Figure A is an example of FCR-N from consumption regulated incrementally
The figure is a graph displaying frequency (Hz) on the x-axis and power (%) on the y-axis.
The x-axis ranges in value from 49.90 to 50.10 Hz. The y-axis ranges from -100 to 100. Origo is the point at which the frequency is 50 Hz and the power is 0%. The graph includes a red step-shaped line that runs from a point where the frequency is 49.90 Hz and the power is 100% to a point where the frequency is 50.10 and the power is -100%.
When the frequency is 50 Hz, no power is required (0%). Increasing the frequency from 50.0 Hz to 50.01 Hz changes the power by 10% (incrementally). Increasing the frequency from 50.01 to 50.02 Hz changes the power by an additional 10%. A corresponding ratio occurs when the frequency is decreased.
Note that this is an example, incremental regulation can take place in different ways. For resources with incremental regulation, there is some room for deviation from a proportional response.
The figure also includes a blue bar that encompasses the red step-shaped line. The blue bar shows the interval available for deviating from a proportional response.
Figure B is an example of FCR-D up from consumption regulated incrementally
The figure is a graph displaying frequency (Hz) on the x-axis and power (%) on the y-axis.
The x-axis ranges in value from 49.40 to 50.60 Hz. The y-axis ranges from -100 to 100. Origo is the point at which the frequency is 50 Hz and the power is 0%. The graph includes a red step-shaped line that runs from a point where the frequency is 49.50 Hz and the power is 100% to a point where the frequency is 49.8 and the power is 0%.
When the frequency is 50 Hz, no power is required (0%). Reducing the frequency from 49.90 Hz to 49.80 Hz changes the power by 25% (incrementally). Reducing the frequency from 49.80 Hz to 49.70 Hz changes the power by a further 25%. A corresponding ratio occurs when the frequency is decreased.
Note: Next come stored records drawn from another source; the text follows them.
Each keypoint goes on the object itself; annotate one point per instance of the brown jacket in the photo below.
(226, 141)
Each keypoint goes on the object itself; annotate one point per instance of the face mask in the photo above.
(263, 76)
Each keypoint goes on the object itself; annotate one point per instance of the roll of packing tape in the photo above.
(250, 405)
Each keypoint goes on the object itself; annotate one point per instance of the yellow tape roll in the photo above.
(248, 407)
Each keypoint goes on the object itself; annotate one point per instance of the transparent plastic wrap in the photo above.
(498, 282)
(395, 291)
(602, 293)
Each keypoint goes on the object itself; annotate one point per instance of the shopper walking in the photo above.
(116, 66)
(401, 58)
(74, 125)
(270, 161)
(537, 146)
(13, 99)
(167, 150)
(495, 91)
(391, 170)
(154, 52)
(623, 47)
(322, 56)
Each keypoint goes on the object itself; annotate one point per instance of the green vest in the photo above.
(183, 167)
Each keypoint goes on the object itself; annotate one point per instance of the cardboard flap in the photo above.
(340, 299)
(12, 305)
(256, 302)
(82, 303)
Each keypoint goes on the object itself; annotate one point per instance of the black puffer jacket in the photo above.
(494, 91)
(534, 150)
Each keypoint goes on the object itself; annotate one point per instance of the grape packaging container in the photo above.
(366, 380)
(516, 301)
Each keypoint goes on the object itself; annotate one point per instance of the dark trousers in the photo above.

Note that this is an example, incremental regulation can take place in different ways. The figure also includes a blue bar that encompasses the red step-shaped line. The blue bar shows the interval available for deviating from a proportional response.
Figure C shows FCR-N from production that is controlled linearly
The figure is a graph displaying frequency (Hz) on the x-axis and power (%) on the y-axis.
When the frequency is 50 Hz, no power is required (0%). The power changes in exact proportion to a change in frequency (linearly). In continuous (linear) control, activation will take place with a controller whose end value is linear and proportional to the frequency deviation.
The frequency will be measured with sufficient accuracy and resolution and the frequency signal will be used as a parameter for calculating the response setpoint. The setpoint can be calculated by e.g. a PID controller. Another option is a purely proportional regulator that can be combined with a ramp rate limiter or signal processing in the form of, for example, moving averages.
It is up to the provider to design and set up the controller in such a way that requirements such as activation time are met. Svenska kraftnät does not regulate in detail how this should take place, but assesses the suitability of the proposed solution during the prequalification process.